In our normal life it’s common to face daily stressors. But in this unique and uncertain time, for many, major stress is in the forefront of our daily lives. The loss of income from losing a job, shutting a business down, working from home, still needing to work outside the home in an essential profession, schooling kids at home, worrying about your own health or the health of loved ones, the list goes on.
We may be feeling an increase in fear, anxiety, overwhelm, insomnia and even panic. In Ayurveda, this is known as an imbalance in the Vata dosha or an increase in the elements of air and ether in the body. These elements are the lightest and most mobile of the 5 elements (which include fire, water and earth). To feel balanced, we need to add the quality of earth, which is the heaviest and most grounding element, in our mind and body through the 5 senses. If this is a time where the rug feels pulled out from underneath you and it feels like your stability has been taken away, the wisdom of Ayurveda understands that we have the power to help ourselves feel more balanced and secure when challenging times come our way.
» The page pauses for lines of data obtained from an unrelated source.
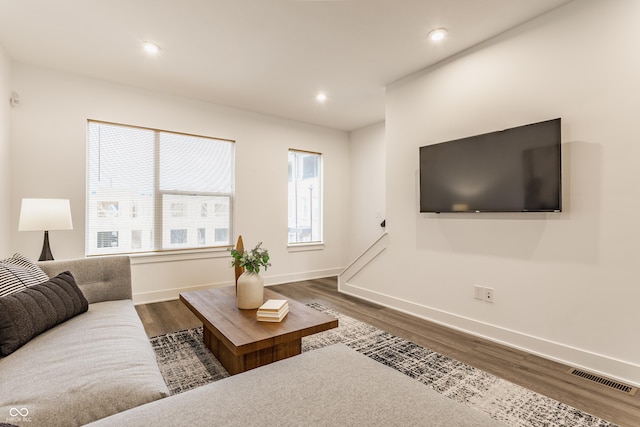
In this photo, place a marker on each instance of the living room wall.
(565, 285)
(366, 202)
(5, 164)
(49, 150)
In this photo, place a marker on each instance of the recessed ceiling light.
(437, 34)
(151, 48)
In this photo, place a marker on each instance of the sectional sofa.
(97, 367)
(92, 365)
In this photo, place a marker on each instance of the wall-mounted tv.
(512, 170)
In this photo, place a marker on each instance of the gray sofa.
(331, 386)
(93, 365)
(98, 368)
Here are some Ayurvedic tips for reducing stress:
1. Slow Down
One of the best ways to begin to reduce stress, is to slow down from the fast pace of daily life. One of the best ways to do this is through devoted and purposeful self-care: taking time every single day to be still, quiet, and immersed in self-nourishment. Make time to practice pranayama and mediation each day. Even if it’s just 5 minutes every morning.
2. Self Care
Purposeful and committed self-care can be a beautiful part of the healing process, and a meaningful opportunity to practice self-love. Each day, regardless of what else might be going on in our lives, a devoted practice of self-care reaffirms a deep commitment to Self, to wellness, and to vibrant health. Ayurveda refers to daily self care practices at “dynacharya”. This can include abhyanga (self massage with oil), oil pulling, baths with essential oils, using a net pot, getting adequate rest, turning off the electronics an hour before bed and practicing yoga.
3. Commit to a Routine
Ayurveda recommends a daily routine for everyone, but it is particularly essential when we are trying to balance excess stress. Our physiology is very much adapted to—and supported by—some sense of regularity. Adopting a routine gives our nervous systems a number of comforting and reassuring reference points throughout each day. These touchstones send a resounding message to the deep tissues of the body that all is well, that we can be at ease. Over time, a context of predictability and safety allows the nervous system to relax, and a profound rejuvenation process can begin. Try to wake up and go to bed at the same time every day. Ideally getting up with the sun and winding down for bed by 9 or 10 pm. Having your meals at the same time each day is important as well for good digestion. Try to create a daily schedule that balances work, play and rest. Make a point to move your body for 30 minutes each day and get outside in nature.
4. Eat a Healthy Diet
The CDC is recommending sipping hot water throughout the day. This helps to digest and eliminate toxins that enter the mouth, avoiding the respiratory system. This has been a practice in Ayurveda for thousands of years. This system of medicine recommends starting each day with a cup of hot lemon water to get the digestive system working. When we have a strong digestive fire, our body doesn’t hold onto toxins as easy. Sip hot water throughout the days to stay healthy. This also includes eating warm, cooked foods. It’s best to focus on healthy, whole foods, and minimizing processed foods, stimulants, and refined sugars (which we often reach for when time is short and our bodies are craving nourishment). Now you may have the time to cook. Making home cooked meals with love is the best way to nourish our bodies. Root vegetables have a very earthy and grounding effect. So do healthy fats and oils.
5. Trust Your Own Process
Ayurveda is a very individualized practice and understands we are all unique. Honor where you’re at in the process. Change takes time. Slowly add one supportive thing in your life at a time. When it becomes comfortable, add something else. Know that we can’t control the world around us, just how we respond to the present moment.